The Supreme Court examined each aspect of the unfair dismissal test: (i) whether there was a fair reason for dismissal relating to the employee’s conduct or similarly justifiable; and (ii) whether the employer acted reasonably in treating that reason as sufficient grounds for dismissal having regard to equity and the substantial merits of the case. It acknowledged that the proper approach to the inquiry was the Burchell Test.

Applying the Burchell Test

The Burchell Test has three elements:

  • Does the employer have a belief that the employee is guilty of the misconduct in question?
  • Are there reasonable grounds to sustain that belief?
  • Prior to forming that belief, did the employer carry out a reasonable investigation?

The Burchell Test is applied to both aspects of the unfair dismissal test but, as the Supreme Court recognised, fits better with the inquiry as to the substantive fairness of the dismissal, with its focus on the belief held by the employer.

The Burchell Test is generous to employers. As Lord Wilson stated, “[i]n effect it has been considered only to require the tribunal to inquire whether the dismissal was within a range of reasonable responses to the reason shown for it and whether it had been preceded by a reasonable amount of investigation.”

Applying that test, the Supreme Court upheld the Tribunal’s decision that it was open to the employer to conclude that Ms Reilly should have disclosed her relationship with Mr Selwood and that her non-disclosure (and refusal to accept that she should have made a disclosure) justified her summary dismissal. It noted that the governors of the school had safeguarding obligations under the Education Act 2002 and that Ms Reilly was the “eyes and ears” of the school.

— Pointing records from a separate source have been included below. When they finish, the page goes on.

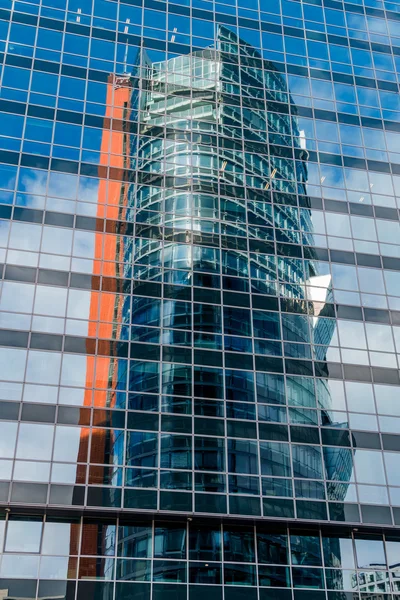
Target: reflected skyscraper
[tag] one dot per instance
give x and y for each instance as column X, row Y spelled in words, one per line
column 199, row 311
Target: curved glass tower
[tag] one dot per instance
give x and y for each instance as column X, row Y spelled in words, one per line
column 200, row 300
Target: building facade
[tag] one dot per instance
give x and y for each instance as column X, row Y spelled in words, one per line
column 200, row 301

Ms Reilly’s role as Head Teacher meant that she had knowledge of her pupils including their home circumstances, personalities and whereabouts. She also had knowledge of school routines and could authorise access to the school by non-school members. The fact that Ms Reilly had carried out extensive enquiries about whether she should disclose her relationship indicated that she recognised that there was an issue. There was a dispute as to the advice that she had received from two probation officers but a third probation officer had written to Ms Reilly after the arrest suggesting that it would be wise to make a disclosure.

Had Ms Reilly disclosed the relationship, the school governors could have formed an assessment and solutions found. The failure to make full and frank disclosure and her failure to acknowledge that she should have made a disclosure meant that the dismissal was within the range of reasonable responses.

Implications for employers

Non-disclosure by employees

Although the facts of this case engaged school safeguarding obligations, employers who operate in other regulated environments will draw comfort from the outcome of this case. In financial services, for example, employees may be required to disclose matters which could impact on an assessment of fitness and propriety or which may cause reputational damage to their employer. However, as Lady Hale noted, the case did not examine whether a dismissal for conduct that does not constitute contractual misconduct could be fair as “some other substantial reason.” In order to avoid any ambiguity on this subject, employers should be clear in their contracts and disciplinary polices where there is a reporting obligation and the consequences of failure to give full and frank disclosure in such a situation.

Burchell Test – future challenge?

Employers should also take note that the Supreme Court made some interesting comments about the Burchell Test which has been applied for 40 years. Lord Wilson (in the leading judgment) and Lady Hale referred to the fact that the Burchell Test does not fit well within the second limb of the unfair dismissal test (section 98(4) of the Employment Rights Act 1996) which deals with procedure. While substantive and procedural defects are often intertwined, the Burchell Test sits better with the first limb of the unfair dismissal test (sections 98(1) to (3), i.e. the reason for dismissal). The Supreme Court was not invited to hear arguments on this issue, so the comments are not binding, but they might inspire challenges to the Burchell Test which has proved helpful to employers over a lengthy period.